“As últimas cartadas de Bibi em busca de votos”

É uma espécie de ritual. Com a eleição se aproximando, Binyamin Netanyahu vai fundo para conquistar eleitores. Adverte sobre fraude na votação. Pede a conservadores apreensivos que imaginem um gabinete com um ministro chamado Ahmed.

Na terça-feira, deu uma cartada forte: se reeleito, afirmou, vai anexar o Vale do Jordão. Tal iniciativa seria execrada no exterior, mesmo por aliados de Israel. Mas críticas externas preocupam menos Netanyahu do que a ameaça de uma derrota interna.

Esta será a segunda eleição israelense desde abril. A votação anterior deu 65 cadeiras aos partidos de direita e religiosos, o que deveria permitir a Bibi formar um governo. Mas Avigdor Liberman, líder do partido Yisrael Beiteinu, rejeitou aderir – a menos que o governo aprovasse uma lei que dificulta a judeus ultraortodoxos evitar o serviço militar matriculando-se em escolas religiosas. Netanyahu não podia aceitar isso, pois seus aliados ultraortodoxos boicotariam qualquer coalizão. Ele saiu humilhado, faltando apenas uma cadeira para formar maioria.

Anteriormente em Israel, o presidente poderia pedir a outro partido para formar a coalizão.
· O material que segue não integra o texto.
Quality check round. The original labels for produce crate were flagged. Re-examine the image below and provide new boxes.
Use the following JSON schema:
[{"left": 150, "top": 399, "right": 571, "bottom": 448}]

Mas Netanyahu quis evitar isso a qualquer preço. Ele está sendo acusado de corrupção e fraude. Permanecer no poder facilitará sua defesa. Talvez por isso ele tenha convencido o novo Parlamento a se dissolver, forçando uma nova eleição. Assim, no dia 17, os israelenses vão mais uma vez às urnas.
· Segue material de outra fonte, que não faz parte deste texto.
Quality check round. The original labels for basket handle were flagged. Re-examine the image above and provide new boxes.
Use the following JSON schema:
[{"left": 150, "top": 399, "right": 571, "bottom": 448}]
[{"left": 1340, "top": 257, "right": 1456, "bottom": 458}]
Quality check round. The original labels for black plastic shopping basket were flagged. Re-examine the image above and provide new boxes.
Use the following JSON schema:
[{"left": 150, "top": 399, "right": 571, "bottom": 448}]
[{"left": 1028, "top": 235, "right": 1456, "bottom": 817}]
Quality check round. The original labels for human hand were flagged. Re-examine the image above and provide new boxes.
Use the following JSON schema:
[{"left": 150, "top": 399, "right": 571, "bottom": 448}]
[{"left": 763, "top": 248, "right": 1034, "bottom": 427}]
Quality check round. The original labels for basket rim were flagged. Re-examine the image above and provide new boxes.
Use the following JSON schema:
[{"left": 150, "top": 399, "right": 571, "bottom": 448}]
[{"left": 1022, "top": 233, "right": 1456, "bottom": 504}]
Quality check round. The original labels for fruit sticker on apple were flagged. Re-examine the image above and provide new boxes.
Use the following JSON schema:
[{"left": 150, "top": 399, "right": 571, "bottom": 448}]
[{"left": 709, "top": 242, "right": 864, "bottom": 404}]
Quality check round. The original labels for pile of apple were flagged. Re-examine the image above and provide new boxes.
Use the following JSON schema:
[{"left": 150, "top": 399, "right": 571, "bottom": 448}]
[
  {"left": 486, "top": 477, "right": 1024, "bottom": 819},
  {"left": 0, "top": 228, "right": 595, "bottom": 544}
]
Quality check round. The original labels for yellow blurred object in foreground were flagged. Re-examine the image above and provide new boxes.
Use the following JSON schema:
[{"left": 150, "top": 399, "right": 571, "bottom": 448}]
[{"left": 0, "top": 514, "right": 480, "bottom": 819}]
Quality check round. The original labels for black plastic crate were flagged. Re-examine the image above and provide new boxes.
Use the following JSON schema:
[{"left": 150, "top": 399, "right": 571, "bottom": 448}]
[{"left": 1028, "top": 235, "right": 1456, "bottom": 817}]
Se as pesquisas se confirmarem, Netanyahu, mais uma vez, não conseguirá maioria. A jogada de Liberman ganhou apoio. Pesquisas dizem que seu pequeno partido dobrou de tamanho desde abril. Isso não faria dele um sério candidato a chefiar o governo, mas o tornaria um sério obstáculo para Netanyahu. E os partidos ultraortodoxos, contrários ao serviço militar obrigatório, não apoiariam um governo que deseja aprovar essa lei.

Essas seriam boas notícias para os rivais de Netanyahu, mas eles também têm poucas perspectivas de vitória. O maior adversário, o partido Azul e Branco, está saindo de uma campanha marcada por lutas internas e gafes. Ele não tem um caminho fácil para formar uma coalizão. Enquanto isso, o ex-premiê Ehud Barak voltou à política com alarde. Mas, em lugar de esquentar a eleição, apenas turvou as águas para os eleitores de centro-esquerda, confusos sobre quem apoiar.
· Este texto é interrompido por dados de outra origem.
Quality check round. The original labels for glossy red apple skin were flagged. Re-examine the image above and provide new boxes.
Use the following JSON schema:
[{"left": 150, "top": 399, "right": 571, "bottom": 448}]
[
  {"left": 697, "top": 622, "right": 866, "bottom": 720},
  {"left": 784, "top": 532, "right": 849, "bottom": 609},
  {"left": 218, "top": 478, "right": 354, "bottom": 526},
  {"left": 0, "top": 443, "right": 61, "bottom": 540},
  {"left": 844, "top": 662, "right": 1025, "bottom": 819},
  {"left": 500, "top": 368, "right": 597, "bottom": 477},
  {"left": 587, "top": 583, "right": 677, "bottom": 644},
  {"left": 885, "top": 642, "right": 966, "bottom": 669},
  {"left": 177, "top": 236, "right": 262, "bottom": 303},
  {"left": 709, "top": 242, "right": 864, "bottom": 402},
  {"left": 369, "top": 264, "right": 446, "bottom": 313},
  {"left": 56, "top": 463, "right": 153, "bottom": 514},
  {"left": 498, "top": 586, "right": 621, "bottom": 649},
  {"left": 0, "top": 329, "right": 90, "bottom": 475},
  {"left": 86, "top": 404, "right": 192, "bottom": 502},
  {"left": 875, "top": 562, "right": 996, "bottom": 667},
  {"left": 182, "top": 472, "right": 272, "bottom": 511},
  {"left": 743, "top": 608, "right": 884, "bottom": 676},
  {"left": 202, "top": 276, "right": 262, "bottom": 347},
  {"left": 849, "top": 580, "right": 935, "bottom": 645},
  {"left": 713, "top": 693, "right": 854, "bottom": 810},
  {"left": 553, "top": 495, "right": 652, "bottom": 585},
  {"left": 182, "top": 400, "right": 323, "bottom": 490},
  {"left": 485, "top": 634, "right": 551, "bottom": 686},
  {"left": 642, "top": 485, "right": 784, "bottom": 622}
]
Cinco meses após a eleição, a opinião pública pouco mudou. Se Lieberman se ativer à sua posição, uma maioria do Parlamento, provavelmente, vai aderir a partidos ávidos por ver a saída de Netanyahu. Isso é a única coisa que os une, mas dificilmente será suficiente para fazer partidos árabes se sentarem com nacionalistas judeus no mesmo governo. É a volta do impasse.